The film, my favorite from 1970, takes place during the Korean War, but clearly played off thoughts, feelings, and frustrations with the Vietnam war is certainly a unique and important film in American film history.
When Oscar-winning screenwriter Ring Larder Jr, adapted Richard Hooker's novel I have to assume there was a feeling of risk involved with a comedy about this group of confused doctors that made up the Mobile Army Surgical Hospital.
I think about 2009 and what was a very successful year in film for contemporary war films. Films like The Messenger and The Hurt Locker have been critically well received. Yet, these films are dramatic in nature, and while they have messages and commentary inside their stories, I believe much of there success has been their story telling that is objective without being heavy handed message films.
Another contemporary war film came out this year, The Men Who Stare at Goats...this one a comedy, and boy did it bomb. Comedy about war is a unique challenge.
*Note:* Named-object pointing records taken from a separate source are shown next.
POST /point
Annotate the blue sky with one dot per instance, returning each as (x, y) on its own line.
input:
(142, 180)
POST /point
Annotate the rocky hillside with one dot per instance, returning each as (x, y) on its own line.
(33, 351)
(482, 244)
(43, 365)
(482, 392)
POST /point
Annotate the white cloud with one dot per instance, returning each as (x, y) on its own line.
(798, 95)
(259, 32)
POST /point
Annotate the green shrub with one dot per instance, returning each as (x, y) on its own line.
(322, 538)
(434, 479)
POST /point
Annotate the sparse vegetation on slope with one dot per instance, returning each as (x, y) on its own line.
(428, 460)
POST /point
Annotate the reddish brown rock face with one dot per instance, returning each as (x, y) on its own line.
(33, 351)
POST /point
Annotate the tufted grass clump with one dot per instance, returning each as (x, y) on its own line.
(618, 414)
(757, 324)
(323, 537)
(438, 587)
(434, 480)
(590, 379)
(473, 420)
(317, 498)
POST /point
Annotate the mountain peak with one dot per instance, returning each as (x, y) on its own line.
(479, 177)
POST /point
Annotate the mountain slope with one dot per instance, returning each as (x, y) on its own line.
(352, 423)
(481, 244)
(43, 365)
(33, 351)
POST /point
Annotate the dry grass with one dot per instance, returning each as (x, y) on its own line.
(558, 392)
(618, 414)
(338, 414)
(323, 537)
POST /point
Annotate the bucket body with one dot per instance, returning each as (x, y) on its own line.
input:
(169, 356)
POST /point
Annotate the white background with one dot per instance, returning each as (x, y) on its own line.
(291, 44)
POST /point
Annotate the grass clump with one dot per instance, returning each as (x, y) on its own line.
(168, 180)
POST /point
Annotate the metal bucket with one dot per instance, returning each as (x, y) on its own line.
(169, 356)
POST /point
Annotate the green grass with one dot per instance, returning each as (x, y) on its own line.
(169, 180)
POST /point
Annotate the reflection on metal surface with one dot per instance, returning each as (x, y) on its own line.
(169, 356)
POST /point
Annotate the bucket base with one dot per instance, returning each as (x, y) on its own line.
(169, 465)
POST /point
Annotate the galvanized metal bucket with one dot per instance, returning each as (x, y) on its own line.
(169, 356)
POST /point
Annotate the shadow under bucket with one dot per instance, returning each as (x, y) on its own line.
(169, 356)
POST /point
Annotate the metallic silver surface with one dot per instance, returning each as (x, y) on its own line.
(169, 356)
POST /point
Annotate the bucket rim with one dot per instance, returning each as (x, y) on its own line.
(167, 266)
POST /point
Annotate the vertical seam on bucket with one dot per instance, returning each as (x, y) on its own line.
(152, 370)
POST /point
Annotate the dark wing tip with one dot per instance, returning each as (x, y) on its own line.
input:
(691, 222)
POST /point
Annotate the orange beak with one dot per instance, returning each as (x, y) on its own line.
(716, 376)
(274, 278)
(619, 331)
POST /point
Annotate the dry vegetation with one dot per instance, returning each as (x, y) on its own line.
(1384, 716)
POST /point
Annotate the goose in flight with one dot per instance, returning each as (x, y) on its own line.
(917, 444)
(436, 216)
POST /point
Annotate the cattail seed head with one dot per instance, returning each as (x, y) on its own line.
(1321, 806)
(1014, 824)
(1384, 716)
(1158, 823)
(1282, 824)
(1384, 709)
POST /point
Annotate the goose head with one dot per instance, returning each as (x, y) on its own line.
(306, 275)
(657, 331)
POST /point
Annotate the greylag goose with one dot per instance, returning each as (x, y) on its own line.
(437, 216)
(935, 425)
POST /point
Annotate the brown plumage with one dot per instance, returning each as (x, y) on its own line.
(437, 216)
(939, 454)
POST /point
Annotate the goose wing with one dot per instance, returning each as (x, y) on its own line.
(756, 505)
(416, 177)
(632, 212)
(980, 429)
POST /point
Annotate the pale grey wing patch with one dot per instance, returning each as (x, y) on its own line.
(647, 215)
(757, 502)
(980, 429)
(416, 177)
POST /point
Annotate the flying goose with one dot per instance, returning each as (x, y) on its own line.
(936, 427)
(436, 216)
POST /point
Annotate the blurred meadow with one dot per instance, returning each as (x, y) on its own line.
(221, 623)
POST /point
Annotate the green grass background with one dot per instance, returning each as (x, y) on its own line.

So what makes MASH (often referenced as M*A*S*H due to original poster art and the later franchise that spawned a TV show) into such a great success.
I can only speculate. Was it the performances, Robert Altman's character saturated story telling, the comical gags, or the ability to laugh at something people took very seriously. Maybe it was all of these things.
Whether it's memories of an itchy nose during a surgery, or the many scenes involving Major "Hot Lips" Houlihan, I think this film did something unique and magical that we haven't seen since.
2 comments:
See, if I listened to reviewers, I would never have seen Men Who Stare at Goats, which I just loved.
Forty years!? Oh, God...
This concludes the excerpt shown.